Ce que la génération Z recherche dans
les métiers de la construction

En quoi les talents de la génération Z changent-ils les pratiques de recrutement dans les secteurs de l’architecture et de la construction ?

La génération Z n’est plus « la prochaine génération » du secteur de la construction. En 2026, elle façonne déjà les agences, les équipes de chantier, les bureaux de conseil et les organisations de promoteurs dans les domaines de l’architecture, de l’ingénierie, de la construction et de l’immobilier. Née approximativement entre 1997 et 2012, la génération Z est entrée sur le marché du travail dans un contexte d’incertitude mondiale. Une pandémie, une crise climatique, des évolutions technologiques rapides et des changements profonds dans le rapport au travail ont influencé leur vision des carrières. Résultat : leurs attentes sont fondamentalement différentes de celles des générations précédentes.

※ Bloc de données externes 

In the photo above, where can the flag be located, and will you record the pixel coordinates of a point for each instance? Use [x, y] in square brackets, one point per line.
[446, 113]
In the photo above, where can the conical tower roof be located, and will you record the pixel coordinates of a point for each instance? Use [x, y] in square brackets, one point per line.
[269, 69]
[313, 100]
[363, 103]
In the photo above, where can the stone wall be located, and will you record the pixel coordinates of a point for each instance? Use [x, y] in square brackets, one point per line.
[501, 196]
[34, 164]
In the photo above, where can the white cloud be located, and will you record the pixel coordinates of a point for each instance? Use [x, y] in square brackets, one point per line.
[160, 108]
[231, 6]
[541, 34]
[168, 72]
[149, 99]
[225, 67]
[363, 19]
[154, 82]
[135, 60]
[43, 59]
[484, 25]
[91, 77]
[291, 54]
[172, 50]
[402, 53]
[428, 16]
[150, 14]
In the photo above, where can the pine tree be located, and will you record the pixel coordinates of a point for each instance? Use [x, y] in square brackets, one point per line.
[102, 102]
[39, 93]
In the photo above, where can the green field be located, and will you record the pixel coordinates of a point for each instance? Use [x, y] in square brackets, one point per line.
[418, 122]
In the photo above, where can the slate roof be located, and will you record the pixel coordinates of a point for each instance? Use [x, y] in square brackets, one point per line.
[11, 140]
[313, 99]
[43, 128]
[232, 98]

Pour les employeurs du secteur de la construction, comprendre ce que veut la génération Z n’est plus une option. Les structures qui ne s’adaptent pas auront du mal à attirer et à fidéliser les talents. Celles qui y parviennent construiront des équipes plus résilientes, innovantes et durables. Alors, qu’attend réellement la génération Z des métiers de la construction en 2026 ?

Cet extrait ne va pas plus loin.